A part of the University of Iowa's redesign of its general chemistry course involves the use of a web-based, interactive software package called Mastering Chemistry as a component of student work done outside the classroom. The software allows students any number of attempts and provides feedback during the practice portion. Early assessment results indicate a direct correlation between completion of the homework and higher course grades. An added benefit of the software is that the homework grading is fully automated, thus eliminating the need for TA graders.

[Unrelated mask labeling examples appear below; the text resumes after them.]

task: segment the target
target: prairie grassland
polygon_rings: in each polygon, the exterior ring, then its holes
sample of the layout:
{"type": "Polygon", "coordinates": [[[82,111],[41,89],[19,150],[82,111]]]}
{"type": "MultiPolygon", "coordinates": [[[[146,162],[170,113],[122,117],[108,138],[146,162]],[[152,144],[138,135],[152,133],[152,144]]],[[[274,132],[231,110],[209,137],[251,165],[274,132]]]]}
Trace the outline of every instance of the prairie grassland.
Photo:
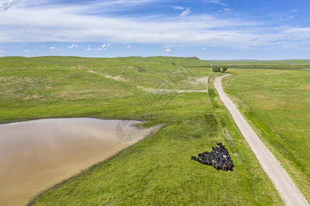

Penn State reports that in its redesign of introductory statistics the redesigned class outperformed the traditional class on a test of content mastery by 13% (60% in the traditional class versus 68% in the redesigned classes). In the redesigned classes, students also demonstrated a greater understanding of a number of critical statistical concepts. In addition, the Drop-Failure-Withdrawal rate decreased by 18%. The Penn State team attributes a significant part of their success to the introduction of Readiness Assessment Tests (RATs). Students are regularly tested on assigned readings and homework using RATs, which are short quizzes that probe student preparedness and conceptual understanding.

RATs are given 5-7 times during the course and are graded using machine-scanners, so no manual labor is involved. RATs constitute approximately 30% of the student's grade. In addition to motivating students to keep on top of the course material, RATs provide powerful formative feedback to both the students and the faculty member. Assessment of student understanding using RATs has proven to be very effective in preparing students for higher level activities in computer labs and in detecting areas in which students are not grasping the concepts, thereby enabling corrective actions to be taken in a timely manner.

In each of these instances, thoughtful course design is producing greater student learning. What do these techniques have in common? First, each relies on research-based pedagogical techniques that are known to contribute to better learning. Second, each requires the student to engage in the activity as part of the course grade rather than leaving to chance whether or not students are actually engaged. Third, actual student engagement is tracked so the faculty know whether or not students are meeting the requirement. Fourth, because these techniques are computerized, the improvements do not add to instructor workload. Finally, in each case, these techniques have very little to do with teaching and everything to do with, in NSSE's words, "getting students to participate in activities that are linked to student learning."

Some of you may have read a recent Chronicle of Higher Education article headlined "Online Students Don't Fare as Well as Classroom Counterparts, Study Finds." The article states, "Professors at Michigan State University have found that students who took an economics course online didn't do as well as students who took the same course in a traditional classroom." Buried in the article is a comment that half of the online students reported that they spent 0-3 hours a week studying for class. Perhaps this accounts for their relatively poor performance. We suggest our colleagues at Michigan State follow the lead of the faculty at Carnegie Mellon, Iowa, Penn State and USM and finds ways to encourage students to spend more time on task.

There is a saying among aficionados of thoroughbred racing: "It's not how fast you run; it's how you run fast." If your goal is to improve student learning, it's not putting courses online; it's how you put courses online. As we design online learning environments, we need to ask ourselves continually whether we are simply migrating our on-ground teaching approaches online or whether we are taking advantage of the capabilities of information technology to improve student learning.